Ça fait plus de quatre décennies que la Mauritanie sortait d’une guerre.
La Guerre du Sahara des années 70- 80, le premier conflit armé auquel la Mauritanie s’est engagée au lendemain de son accession à l’indépendance, le 28 novembre 1960.
Du moins, une guerre que nos Autorités d’alors nous ont fait faire et subir sans nous consulter. C’était la guerre des Autorités des entités contre les deux peuples : mauritanien et sahraoui unis par la terre, le sang, la religion etc.

Une guerre pour rien qui a décimé notre vaillante armée multiethnique et professionnelle, une armée-nation; et dont les derniers survivants ont été exécutés ou poussés à l’exil par une autre guerre, plus subtile fabriquée depuis les laboratoires étrangers des États Arabes du Golfe : pudiquement appelé, les événements de 90.

La guerre contre le Polisario, cette foutue guerre, elle cache encore beaucoup de zones d’ombre. On n’en sait peu de ce conflit.
Des morts dont on parle peu, des patriotes envoyés à la mort pour défendre une cause absurde.
Cette guerre, qui porte certainement la signature des origines lointaines des tristes événements de 89, 90 et 91 aura fragilisé, fragmenté l’armée nationale, promu des hommes par défaut en lieu et place des plus méritants tombés sur le champ de bataille.
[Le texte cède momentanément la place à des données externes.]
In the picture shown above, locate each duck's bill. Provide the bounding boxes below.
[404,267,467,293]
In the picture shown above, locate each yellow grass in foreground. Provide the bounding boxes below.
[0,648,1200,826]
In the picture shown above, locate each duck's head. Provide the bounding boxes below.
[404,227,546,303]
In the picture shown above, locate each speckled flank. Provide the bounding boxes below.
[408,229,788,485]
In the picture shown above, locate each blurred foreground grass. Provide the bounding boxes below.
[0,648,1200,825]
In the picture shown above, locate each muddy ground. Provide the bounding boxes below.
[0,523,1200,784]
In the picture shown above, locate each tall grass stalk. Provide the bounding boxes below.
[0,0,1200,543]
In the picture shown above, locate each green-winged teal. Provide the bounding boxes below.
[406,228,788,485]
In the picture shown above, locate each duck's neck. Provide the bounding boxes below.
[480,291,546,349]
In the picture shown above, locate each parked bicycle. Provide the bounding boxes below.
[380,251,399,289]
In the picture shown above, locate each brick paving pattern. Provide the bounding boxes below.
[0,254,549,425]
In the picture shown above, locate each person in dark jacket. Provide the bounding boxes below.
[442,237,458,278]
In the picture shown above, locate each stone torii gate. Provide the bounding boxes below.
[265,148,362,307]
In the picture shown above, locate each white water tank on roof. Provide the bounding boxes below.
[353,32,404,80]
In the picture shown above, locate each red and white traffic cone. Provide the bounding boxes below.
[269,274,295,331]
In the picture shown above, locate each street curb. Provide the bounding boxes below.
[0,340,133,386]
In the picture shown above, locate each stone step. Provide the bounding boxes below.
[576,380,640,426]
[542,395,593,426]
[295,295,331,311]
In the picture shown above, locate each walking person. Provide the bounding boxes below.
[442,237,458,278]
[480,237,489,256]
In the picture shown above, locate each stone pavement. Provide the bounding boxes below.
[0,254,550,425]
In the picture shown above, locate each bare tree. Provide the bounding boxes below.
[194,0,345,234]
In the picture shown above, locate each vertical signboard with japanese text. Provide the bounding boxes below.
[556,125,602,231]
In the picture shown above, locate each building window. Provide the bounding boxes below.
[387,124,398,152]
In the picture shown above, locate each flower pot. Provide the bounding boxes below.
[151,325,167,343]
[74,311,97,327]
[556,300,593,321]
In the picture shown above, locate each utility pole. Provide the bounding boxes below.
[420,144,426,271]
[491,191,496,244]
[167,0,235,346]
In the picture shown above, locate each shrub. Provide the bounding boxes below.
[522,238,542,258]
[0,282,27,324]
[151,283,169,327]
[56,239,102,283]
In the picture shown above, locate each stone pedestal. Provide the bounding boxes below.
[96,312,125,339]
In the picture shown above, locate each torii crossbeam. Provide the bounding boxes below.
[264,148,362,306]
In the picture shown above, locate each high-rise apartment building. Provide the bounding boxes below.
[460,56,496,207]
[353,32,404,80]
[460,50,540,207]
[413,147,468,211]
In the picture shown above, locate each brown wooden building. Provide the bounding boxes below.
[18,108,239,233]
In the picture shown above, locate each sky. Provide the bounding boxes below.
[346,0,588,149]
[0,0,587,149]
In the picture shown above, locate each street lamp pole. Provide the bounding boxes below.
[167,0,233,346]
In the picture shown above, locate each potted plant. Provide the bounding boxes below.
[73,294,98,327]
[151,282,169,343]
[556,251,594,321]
Elle aura dès lors donné des idées à certains rescapés : la cruauté, le racisme, l’hybris du pouvoir qui s’est traduit par la quête du pouvoir politique : le coup d’État de 1978.

Guerre contre le voisin du Nord, du Sud et maintenant ça menace à l’Est.

Alors que la Mauritanie se remet difficilement des conséquences de la guerre du Sahara, et celles avortées contre le Sénégal, transformée en une chasse contre les populations Noires de Mauritanie, à jamais traumatisée, voilà que les autorités tiennent depuis quelques temps des propos va-t- en- guerre contre le voisin malien, déjà empêtré dans la nébuleuse terroriste et au bord de la partition.

Cette guerre est à éviter pour l’histoire d’autant plus que le président Ould Ghazouani assure en ce moment, la présidence de l’Union Africaine.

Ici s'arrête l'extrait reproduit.